‘SÜRECİ SİNDİREMEMİŞ SÖZLER DİNLEDİK’
Genel Kurul görüşmeleri sırasında söz alıp, kürsüye ekmek sepeti ve zeytin dalı ile çıkan DEM Parti Şanlıurfa Milletvekili Dilan Kunt Ayan, “Elbette ki iktidar sıralarından sürecin ruhuna uygun konuşma yapanları ayrı tutuyorum. Yürekten söylüyorum; ağzınıza, yüreğinize sağlık arkadaşlar, umarım bunun devamı gelir ama bazı iktidar vekillerinden barış dilinden uzak ve süreci sindirememiş sözler dinledik.
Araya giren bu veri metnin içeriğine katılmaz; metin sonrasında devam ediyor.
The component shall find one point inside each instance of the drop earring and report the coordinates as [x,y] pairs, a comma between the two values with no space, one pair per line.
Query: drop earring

Bazı bakanların ağzından düşmeyen o kelimeler; ‘Savunma sanayisi, İHA’lar, SİHA’lar, S-400’ler, F-16’lar, füzeler’. Bu kürsüde böylesi bir süreçte savaş uçaklarını koyarak utanmadan, sıkılmadan konuşmalar yaptılar. Terörist siyaseti yaptılar ama ben bu kürsüye nasıl çıktım biliyor musunuz? Bakın, bir elimde zeytin dalı, bir elimde ekmekle çıktım. Niye biliyor musunuz? Çünkü burası savaşın reklamlarının yapılacağı kürsüler değil, burası halkın hayat kürsüsüdür. Bu kürsüden silahın değil, bu kürsüden siyasetin sözünün yükselmesi gerekir. Peki, neden yürüyüşümüze, ‘Ekmek ve barış’ dedik biliyor musunuz? Çünkü ekmek olmadan barış olmaz, barış olmadan da ekmek olmaz” ifadelerini kullandı.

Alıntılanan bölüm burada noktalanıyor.